The movie was horrible. Absolutely, horrendously awful. Gabe kept telling himself to talk her out of her clothes again, make her forget about the relentless tragedy of George Bailey’s life. But he never could find the words, the moves, and the movie trudged endlessly on until a whole crowd of people were singing “Auld Lang Syne” and Gabe wanted to scream.

No man is a failure who has friends. What utter bullshit. All the crap about a man’s life touching too many to count? He supposed it made some sense Monica was all sniffly over it. She had a soft heart for all her pragmatism. More, she did actually help people, loath as he was to admit it.

She sighed happily as the movie ended, and Gabe figured he should pretend it was fine. He should definitely ignore the claustrophobic feeling that the cabin walls were closing in on him. That the air was too heavy to breathe and everything…

“Isn’t it the best movie?” Monica sighed happily.

“You’ve obviously never seen Die Hard,” he managed to choke out, sounding mostly like himself instead of a dying frog.

Die Hard is fine enough, but it doesn’t alter lives.”

“Now, you just don’t know that,” he said, pushing off the couch. He needed some air that didn’t smell like her or cookies or…life changes.

Nothing was going to change in his life, especially some sad sack old movie. Worth and meaning were fine enough on a movie set, war heroes could toast their heroic home-front brothers, and everyone could be so damn happy you wanted to smash in a TV screen.

But that was not real life, even when the words felt a little too real.

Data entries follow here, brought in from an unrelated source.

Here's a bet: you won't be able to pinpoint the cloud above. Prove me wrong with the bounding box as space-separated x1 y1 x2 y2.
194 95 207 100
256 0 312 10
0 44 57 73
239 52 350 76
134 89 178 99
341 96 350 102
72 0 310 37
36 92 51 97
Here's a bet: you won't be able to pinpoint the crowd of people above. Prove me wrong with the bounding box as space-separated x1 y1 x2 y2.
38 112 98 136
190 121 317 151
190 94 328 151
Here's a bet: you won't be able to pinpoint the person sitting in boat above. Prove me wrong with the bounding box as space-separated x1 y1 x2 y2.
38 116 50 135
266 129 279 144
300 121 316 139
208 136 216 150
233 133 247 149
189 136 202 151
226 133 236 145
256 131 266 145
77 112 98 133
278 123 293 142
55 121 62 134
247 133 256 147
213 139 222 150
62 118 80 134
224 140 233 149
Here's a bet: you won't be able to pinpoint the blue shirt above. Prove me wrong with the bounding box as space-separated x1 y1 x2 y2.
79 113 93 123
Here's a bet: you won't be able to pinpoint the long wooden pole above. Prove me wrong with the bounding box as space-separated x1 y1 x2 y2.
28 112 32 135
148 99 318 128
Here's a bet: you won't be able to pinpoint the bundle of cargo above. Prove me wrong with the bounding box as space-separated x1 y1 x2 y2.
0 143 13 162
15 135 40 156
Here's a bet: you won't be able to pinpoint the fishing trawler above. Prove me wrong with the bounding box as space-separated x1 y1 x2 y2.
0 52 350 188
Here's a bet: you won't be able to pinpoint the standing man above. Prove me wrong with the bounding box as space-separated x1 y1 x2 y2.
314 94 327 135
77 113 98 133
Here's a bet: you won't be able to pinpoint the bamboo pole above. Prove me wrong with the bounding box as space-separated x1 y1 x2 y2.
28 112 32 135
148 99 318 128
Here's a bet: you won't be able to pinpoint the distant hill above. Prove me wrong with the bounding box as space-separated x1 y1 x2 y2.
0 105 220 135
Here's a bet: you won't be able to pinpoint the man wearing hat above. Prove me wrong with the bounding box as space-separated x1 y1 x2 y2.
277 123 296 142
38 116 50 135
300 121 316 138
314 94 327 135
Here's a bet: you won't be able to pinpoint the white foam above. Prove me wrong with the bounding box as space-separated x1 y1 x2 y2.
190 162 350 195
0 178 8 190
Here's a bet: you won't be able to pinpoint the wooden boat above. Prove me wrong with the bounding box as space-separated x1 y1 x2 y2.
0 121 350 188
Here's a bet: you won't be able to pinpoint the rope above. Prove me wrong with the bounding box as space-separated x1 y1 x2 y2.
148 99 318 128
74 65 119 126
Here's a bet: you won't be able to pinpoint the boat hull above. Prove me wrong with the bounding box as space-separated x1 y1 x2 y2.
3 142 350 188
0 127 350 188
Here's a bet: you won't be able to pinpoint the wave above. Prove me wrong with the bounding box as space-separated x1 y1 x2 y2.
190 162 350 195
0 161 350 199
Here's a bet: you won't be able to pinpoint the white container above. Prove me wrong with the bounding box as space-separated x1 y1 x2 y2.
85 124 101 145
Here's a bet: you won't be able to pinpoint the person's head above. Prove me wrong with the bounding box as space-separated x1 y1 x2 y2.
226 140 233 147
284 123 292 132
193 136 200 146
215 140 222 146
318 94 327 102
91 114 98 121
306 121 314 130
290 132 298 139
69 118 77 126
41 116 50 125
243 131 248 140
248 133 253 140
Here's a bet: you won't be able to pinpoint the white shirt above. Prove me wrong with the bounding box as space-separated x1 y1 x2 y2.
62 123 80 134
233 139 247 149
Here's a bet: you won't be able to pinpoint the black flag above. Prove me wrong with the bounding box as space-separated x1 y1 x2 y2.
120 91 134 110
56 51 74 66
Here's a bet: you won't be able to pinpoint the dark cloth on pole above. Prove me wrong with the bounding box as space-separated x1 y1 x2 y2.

A little too revealing. “I think I’m going to go…try to dig us out.” Anything, anything to find some air.

“Those drifts are almost as tall as your shoulders. We’re lucky we have power. I don’t think you’re going to get anywhere.”

Gabe shrugged, trying to smile at her. “Can’t sit around in here twiddling my thumbs.”

He ignored the little flash of hurt that chased over her face before she smoothed it out. He focused on finding his coat, his boots.

“I didn’t expect the movie to bother you,” she said quietly.

Oh, he hated that quiet, hurt voice women could wield, far better than any man he’d ever known. Alex and Jack might get stoic, silent, but it was never that quiet quavering infused with hurt.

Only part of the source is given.